Experts: Workforce investment today saves dollars tomorrow

By growing organic agency capabilities, agencies will have options in the future to use contractors or apply federal employees' skill to acquisition and oversight.

Agency officials must invest in their workforce, even in these times of shriveling budgets, to ultimately save money down the road, said several federal procurement experts at a Congressional committee hearing.

An organic government employee base with adequate skills is the alternative to over-reliance on contractors, and could be the key to reducing fraud and waste in contingency operations, the members of the Commission on Wartime Contracting in Iraq and Afghanistan told the House Oversight and Government Reform Committee on Oct. 4. But it requires investment now, despite tight budgets.


Related coverage:

Procurement shops to become more automated

DOD tripped up by low staffing, poor planning


“There has to be some spending to save money,” said Dov Zakheim, a commissioner and former Defense Department comptroller and chief financial officer.
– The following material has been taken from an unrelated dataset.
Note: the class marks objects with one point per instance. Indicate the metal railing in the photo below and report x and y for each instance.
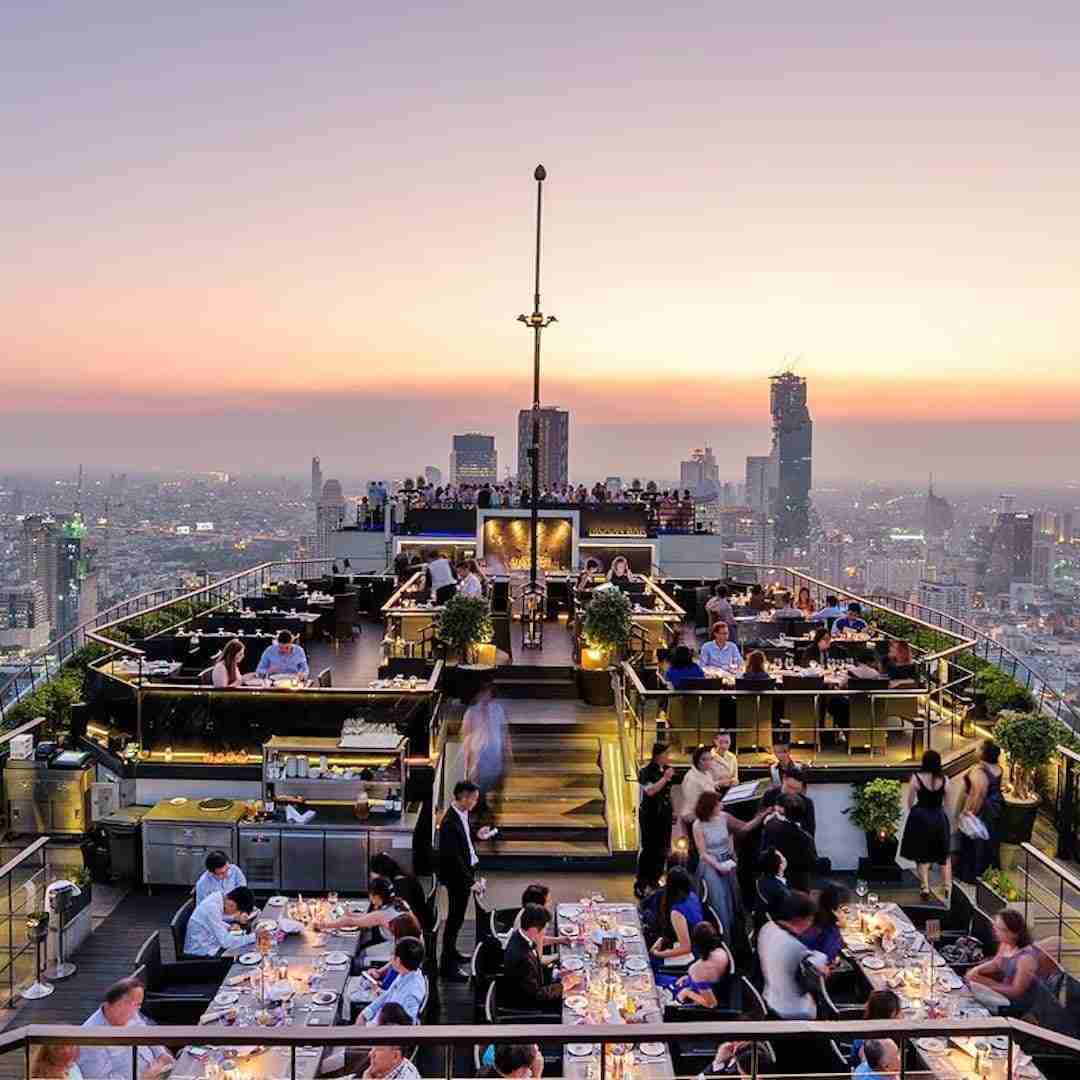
(445, 1040)
(50, 661)
(985, 648)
In the same vein, Rep. Gerry Connolly (D-Va.), a member of the House committee, said the government could have saved the at least a portion of the money wasted because of poor contracting in the decade-old contingency operations in Iraq and Afghanistan.

The Government Accountability Office too blames DOD’s lack of planning for workforce shortfalls—including the number of employees at the Defense Contract Audit Agency—along with contractor accounting problems. The two problems are costing DOD money due to delayed audits of the contractors’ incurred costs.

Zakheim told the House committee that DCAA needs auditors, and without them, the government is bearing the cost of delayed audits and contracts that are not properly closed.

"If you don't have auditors, you don't have audits. It's as simple as that," he said.

However, procurement experts say officials opt to cut training and other resource investments in the workforce during tough financial times. Some agencies have already halted hiring new workers to survive these times, just as senior Obama administration officials say the acquisition workforce is in dire need of some support troops. A new policy from the Office of Federal Procurement Policy tells agencies to improve their in-house skills to do work that is suited for government workers.

“I’d like to think the acquisition workforce will be better trained and that the role of acquisition professionals will evolve to that of a business adviser, rather than a buyer,” said Larry Allen, president of Allen Federal Business Partners. “We’ve been saying that, though, for at least a dozen years now.”

But the budget crisis hopefully will make federal officials think of savings further out, rather than immediately, if they allocate resources to their employees, said Katherine Schinasi, commissioner and former GAO managing director for acquisition and sourcing management.

“It’s a perfect time to make an investment,” since the dividend pays off in the end with savings, she said.